As an Ethical Trading Manager at M&S I think I have the best job in the world - highlights include world travel and 20% off the M&S pizza & prosecco deal! But let's be honest, when you tell someone you're an 'Ethical Trading Manager’ you're often going to be met with a blank face, and that's not surprising. Put simply my role is to work collaboratively with colleagues around the world to ensure that when you buy M&S clothes and homeware – whether it’s a £6 basic white t-shirt, an investment Autograph coat or bed linen – these products were created in factories that treat workers fairly.
Ethical trading takes many forms: for example, ensuring fair wages are paid, there’s decent working conditions and making sure nobody works excessive hours. However, it’s not just about compliance with our standards. We go above and beyond simply auditing and factory checks... and that’s where my job gets really exciting.
Earlier this year we launched Plan A 2025 - for most people a 20-page document
filled with ground-breaking aspirations for M&S. For me, it meant exciting new challenges for my role in the supply chain, building on the great work that's gone before. Some of these aspirations are very ambitious, for example we're aiming to have 25% of our supplier factories’ management positions filled by women by 2022. Right now, we're at about 3-5%. Of course, we don't own these factories so there really does need to be a collaborative approach – with factory owners, NGOs, charities and brands and retailers - to meet these goals. It’s going to take time and hard work.
These aspirations are central to my role but, of course, many of our customers are unaware of the lengths we go to, which is one of the reasons I was so excited to go on a trip to Delhi with Marie Claire to talk about it - and you can read the journalist Nicola's take on it here.

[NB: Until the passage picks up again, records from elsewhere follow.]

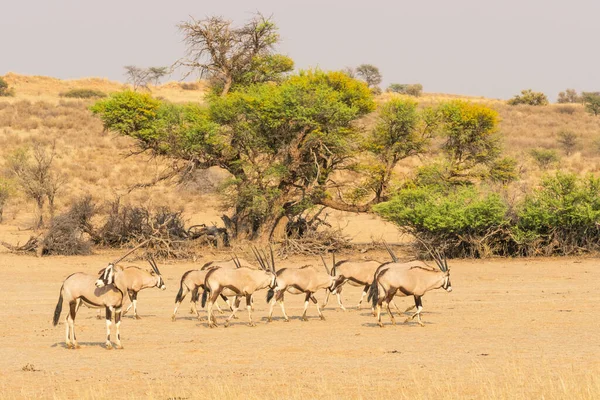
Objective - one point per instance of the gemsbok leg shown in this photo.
(419, 305)
(236, 306)
(365, 290)
(306, 300)
(249, 307)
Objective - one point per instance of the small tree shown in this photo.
(138, 77)
(568, 96)
(412, 90)
(35, 176)
(351, 72)
(591, 100)
(228, 55)
(156, 73)
(370, 74)
(402, 131)
(6, 191)
(529, 97)
(568, 141)
(470, 138)
(544, 157)
(5, 90)
(504, 170)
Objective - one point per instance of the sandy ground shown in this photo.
(504, 319)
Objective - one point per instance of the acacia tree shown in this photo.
(156, 73)
(6, 191)
(137, 76)
(402, 131)
(230, 56)
(370, 74)
(470, 139)
(280, 143)
(591, 100)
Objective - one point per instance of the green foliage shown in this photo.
(544, 157)
(370, 74)
(569, 96)
(529, 97)
(83, 94)
(568, 141)
(411, 90)
(462, 221)
(5, 90)
(562, 217)
(591, 100)
(401, 131)
(7, 190)
(504, 170)
(280, 141)
(470, 138)
(129, 113)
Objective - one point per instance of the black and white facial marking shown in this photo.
(160, 283)
(107, 277)
(273, 280)
(447, 285)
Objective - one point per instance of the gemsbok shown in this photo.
(354, 273)
(305, 280)
(193, 281)
(414, 278)
(135, 279)
(108, 291)
(238, 282)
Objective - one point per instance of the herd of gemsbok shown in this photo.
(237, 279)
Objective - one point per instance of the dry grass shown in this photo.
(511, 329)
(94, 160)
(476, 382)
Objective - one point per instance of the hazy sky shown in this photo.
(474, 47)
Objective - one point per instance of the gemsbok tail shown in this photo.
(374, 293)
(204, 297)
(179, 296)
(58, 309)
(270, 294)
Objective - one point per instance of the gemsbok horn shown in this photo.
(414, 278)
(106, 291)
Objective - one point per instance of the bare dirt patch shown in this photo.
(510, 329)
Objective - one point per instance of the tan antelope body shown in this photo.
(82, 287)
(109, 290)
(305, 280)
(193, 281)
(355, 273)
(135, 279)
(407, 279)
(242, 281)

Working with publications like Marie Claire helps us tell our story to our customers and hopefully encourages others to engage on these important issues.
The focus of Nicola’s piece is gender equality, a major issue in our supply chain (which you can see in that 5% stat). And you can see in her piece there are a number of programmes we’re supporting to help tackle just that. For example, we support Emerging Leaders, a programme that encourages everyone to hold their own pen, take control of their own life and ‘write’ their own story. It's taking this first step to hold your own pen which enables you to eventually lead others. To some it may sound simple but for women living in a patriarchal society, as many do in parts of India, it's anything but that.
We celebrated National Inclusion Week last week at M&S, a reminder for us that sometimes holding your own pen, leading your own life and writing your own story isn’t that easy - not just if you're a woman in a tough area in India but perhaps a trans colleague joining a FTSE 100 office, a colleague with a disability working in a distribution centre or someone from an ethnic minority background running a store. As a company, we took this opportunity to reflect on the challenges we face as individuals and an organisation - both globally and here in the U.K. - and that’s something we need to keep doing.
I said at the beginning I have the best job in the world - and I think I do, but more than anything because when we hit that ambitious target in 2022 and we have 25% female leadership in factories around the world, or even if we just come close, I'll know my work and the work of my colleagues and partners will have made a massive difference to people's lives - including the women in the factories of Delhi who were so inspirational in telling their stories to Nicola at Marie Claire; you only have to read that article to know it.
There are 31 commitments for Clothing & Home in Plan A 2025, 14 are specific to ethical trading. Those listed below are specific to women’s rights and gender equality -
- Between 2017 and 2025 our Global Community Programme will benefit one million people in our supply chain communities by working in partnership with others to help build livelihoods, protect the environment and improve wellbeing – focussing on our areas of biggest human rights and environmental impact.
- By 2019, we will help advance women’s human rights and combat gender discrimination by launching programmes and initiatives that promote gender equality and women’s empowerment in our business and supply chains.
- By 2022 we aim for our Food and Clothing & Home first-tier manufacturing sites to have 25% women in management positions.
- By 2020 all workers in our first-tier Food, Clothing and Home manufacturing sites will have the opportunity to be paid digitally.